A projection of international trends to 2025 published today by the United States National Intelligence Council, foresees an unstable multipolar world, growing conflict over natural resources, a decline in United States influence, and China as the number two world power.
The report which will be required reading for President-elect Barack Obama, recalls that, historically, multipolar systems have been less stable than bipolar or unipolar systems, and that a “19th century style scenario of arms races, territorial expansion and military rivalries” cannot be ruled out. This will mean, the authors say, an increased, although still small, risk of nuclear conflict.
Clashes may be triggered by competition for dwindling natural resources, particularly oil, natural gas and water; and climate change will add a new dimension to international security risks.

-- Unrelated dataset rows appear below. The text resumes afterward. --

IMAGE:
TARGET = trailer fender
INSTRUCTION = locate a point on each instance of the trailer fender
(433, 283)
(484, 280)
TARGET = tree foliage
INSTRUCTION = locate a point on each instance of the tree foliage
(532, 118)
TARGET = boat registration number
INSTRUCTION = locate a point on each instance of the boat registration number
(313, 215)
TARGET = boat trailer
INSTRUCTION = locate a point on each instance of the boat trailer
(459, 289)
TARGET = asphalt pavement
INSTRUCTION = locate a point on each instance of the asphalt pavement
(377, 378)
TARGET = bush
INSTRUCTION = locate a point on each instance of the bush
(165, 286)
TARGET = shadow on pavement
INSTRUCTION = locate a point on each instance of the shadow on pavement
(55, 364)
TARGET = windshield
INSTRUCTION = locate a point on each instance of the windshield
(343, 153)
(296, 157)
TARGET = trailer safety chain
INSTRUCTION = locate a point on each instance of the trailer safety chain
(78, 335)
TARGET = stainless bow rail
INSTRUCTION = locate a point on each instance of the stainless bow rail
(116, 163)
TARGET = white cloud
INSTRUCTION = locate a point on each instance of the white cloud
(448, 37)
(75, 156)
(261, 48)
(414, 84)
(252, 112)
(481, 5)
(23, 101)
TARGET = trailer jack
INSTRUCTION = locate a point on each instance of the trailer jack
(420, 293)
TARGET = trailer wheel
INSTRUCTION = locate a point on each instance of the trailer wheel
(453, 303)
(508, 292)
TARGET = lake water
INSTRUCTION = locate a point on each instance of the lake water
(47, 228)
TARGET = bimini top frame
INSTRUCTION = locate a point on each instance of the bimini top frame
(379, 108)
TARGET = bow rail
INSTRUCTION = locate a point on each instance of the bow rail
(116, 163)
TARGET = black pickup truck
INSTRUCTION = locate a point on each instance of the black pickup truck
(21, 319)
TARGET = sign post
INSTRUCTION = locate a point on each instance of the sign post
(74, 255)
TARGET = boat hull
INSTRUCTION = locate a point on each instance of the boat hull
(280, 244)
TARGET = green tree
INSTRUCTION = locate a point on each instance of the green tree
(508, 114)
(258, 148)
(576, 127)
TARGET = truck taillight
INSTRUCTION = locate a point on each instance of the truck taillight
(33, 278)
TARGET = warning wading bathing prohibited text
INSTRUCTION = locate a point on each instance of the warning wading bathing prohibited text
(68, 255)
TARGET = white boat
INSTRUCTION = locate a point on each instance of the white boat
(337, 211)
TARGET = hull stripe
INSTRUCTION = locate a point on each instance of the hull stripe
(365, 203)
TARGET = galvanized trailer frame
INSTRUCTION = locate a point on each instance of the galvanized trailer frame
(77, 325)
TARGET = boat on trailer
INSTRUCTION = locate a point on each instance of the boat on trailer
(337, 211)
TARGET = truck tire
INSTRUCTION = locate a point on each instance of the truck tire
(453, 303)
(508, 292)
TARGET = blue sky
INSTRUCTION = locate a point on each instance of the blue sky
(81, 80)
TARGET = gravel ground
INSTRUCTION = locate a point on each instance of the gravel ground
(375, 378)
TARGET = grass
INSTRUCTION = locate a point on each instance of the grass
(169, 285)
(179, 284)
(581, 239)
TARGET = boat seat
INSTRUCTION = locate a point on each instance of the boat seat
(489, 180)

The transfer of global wealth and economic power under way from West to East is, the report says, “without precedent in modern history.” While highlighting the growing weight of the BRIC countries, Brazil, Russia, India and China, it singles out China as “poised to have more impact on the world over the next 20 years than any other country”. By 2025, it predicts, China will be the world’s second largest economy and will wield military clout to match.
Brazil, Russia, India, and China, the report says, will match the G7’s share of global GDP sometime in the 2040s. Before then, China and India will have restored their standing of two centuries ago when they represented, respectively, 30 percent and 15 percent of the world’s wealth.
The report highlights the alternative development model being followed by the major emerging economies, which, in contrast to the West, rely heavily on state intervention in the economy and state owned enterprises. Whereas in the early 1990s economists were predicting the imminent disappearance of SOEs, the process of privatization is being rolled back and a new economic phenomenon is emerging – the state owned multinational. The authors suggest that, in the wake of the economic crisis, the trend for greater state intervention in the economy will spread to developed Western economies.
Several, sometimes tongue-in-cheek, scenarios sketch out possible consequences of the shift in world power. In one, the Russian Head of the Shanghai Cooperation Organization writes a humorous and self-congratulatory letter to the NATO Secretary General, drawing attention to the SCO’s strategic parity with the Western alliance and thanking the West for the diplomatic blunders that made this possible. In another scenario the BRIC countries fall out and Chinese and Indian forces clash in the Gulf of Oman over energy supply routes. In a frightening scenario that owes something to Hollywood, climate change triggers a freak weather event that floods New York.
While Chinese leaders may derive some satisfaction from the US Intelligence assessment, Europeans will likely be smarting as the EU is largely written off as doomed to irrelevance by a declining and aging population and what, in US eyes, is an excessively generous and increasingly unaffordable welfare system.